Avrupa Mimarlar Konseyi (ACE), mimarlık mesleğini Avrupa düzeyinde temsil eden bir kuruluştur. Şu anda ACE üyeleri arasında, bütün AB üyesi ülkelerden, ayrıca Türkiye de dahil olmak üzere aday ülkeler ile Norveç ve İsviçre’den toplam 47 kuruluş bulunmaktadır. ACE’ye üye olan kuruluşlar, bu ülkelerde mesleği ulusal düzeyde temsil etmekte ve meslekte düzenleyici yetkilere sahip bulunmaktadır. Bu bakımdan ACE, mesleği uygulamakta olan 480 binin üzerinde mimarı temsil etmektedir.

ACE’nin ana işlevi, Avrupa Birliği ortamında politika ve yasamaya ilişkin gelişmeleri izlemek ve bu gelişmelerin genel olarak topluma ve özel olarak mimarlık mesleğine yararlı olmasını sağlamaya çalışmaktır. ACE, Brüksel’de profesyonel küçük bir sekreterlik, 11 üyeli bir yürütme kurulu ve güncel ilgi alanlarında kurulmuş çalışma gruplarından oluşan karmaşık bir yapıya sahiptir. ACE’nin üzerinde çalıştığı ve konsey gündeminde sürekliliğini koruyan başlıca konulardan biri, eğitim, öğretim ve kayıt prosedürlerini kapsayan “mesleğe giriş” konusudur.
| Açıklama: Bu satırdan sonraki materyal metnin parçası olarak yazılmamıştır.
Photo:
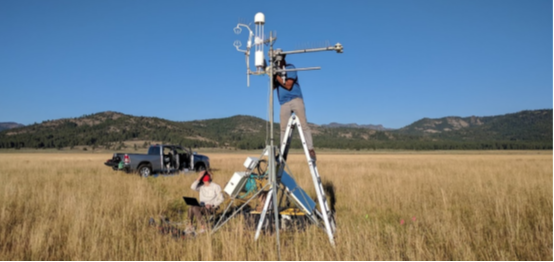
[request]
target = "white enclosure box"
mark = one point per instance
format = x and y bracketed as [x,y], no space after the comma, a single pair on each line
[251,162]
[236,184]
[259,58]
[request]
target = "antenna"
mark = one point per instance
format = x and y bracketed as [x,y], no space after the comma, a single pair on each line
[275,180]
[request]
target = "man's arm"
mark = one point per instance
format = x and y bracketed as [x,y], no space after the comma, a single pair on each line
[288,85]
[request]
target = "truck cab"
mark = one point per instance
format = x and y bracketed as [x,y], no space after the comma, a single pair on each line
[160,159]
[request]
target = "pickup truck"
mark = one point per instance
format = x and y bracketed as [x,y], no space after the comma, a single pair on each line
[159,159]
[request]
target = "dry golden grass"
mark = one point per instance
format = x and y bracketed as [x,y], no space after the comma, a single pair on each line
[492,206]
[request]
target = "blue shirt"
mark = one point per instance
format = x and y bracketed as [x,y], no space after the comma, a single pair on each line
[285,95]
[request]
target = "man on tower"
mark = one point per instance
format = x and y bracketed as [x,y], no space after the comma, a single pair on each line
[292,101]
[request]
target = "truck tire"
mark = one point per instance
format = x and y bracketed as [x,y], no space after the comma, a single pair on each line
[200,167]
[145,171]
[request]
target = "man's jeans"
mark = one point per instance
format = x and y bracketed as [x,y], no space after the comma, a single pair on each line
[297,106]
Bu sunuşta, etkinliğinizin ana teması olan “kalite / yetki ve sorumluluk” konularında katkılarda bulunmaya çalışacağım. Kurultay çalışma gruplarında görüşülecek olan bu konulara ilişkin ACE’nin aktaracağım vizyon ve çalışmalarının ilgi ile karşılanacağını ve değerli bulunacağını ümit ediyorum. Bu doğrultuda her konu hakkında birkaç cümle söyleyeceğim ve ACE’nin doğrudan konuya ilişkin çalışma ve politikalarını vurgulayacağım. Sunuşumu, ortak tartışmalarınızda geliştirilecek görüşlere temel oluşturabilecek türden, kapsamı geniş bazı değerlendirmelerle bitireceğim.

Toplum ve Mimarlık

Mimarlığın bünyesinde teknoloji ve sanat, toplumun ihtiyaçlarına hizmet etmek üzere bütünleşmiştir. İyi uygulandığında mimarlık, toplumu ve değişik kültür ve geleneklerimizi oluşturan herşeyi zenginleştirir. Bu bakımdan mimarlar topluma karşı sorumluluk taşırlar ve mimarların, toplumun kendilerinden beklediklerini yerine getirebilmeleri ve yapacakları işlerin sorumluluğunu eksiksizce omuzlayabilmeleri için, yüksek standartta bir eğitim ve öğretim görmüş olmalarını güvence altına alma konusunda meslek alanımızın yapabileceği herşeyi yapması gerekir.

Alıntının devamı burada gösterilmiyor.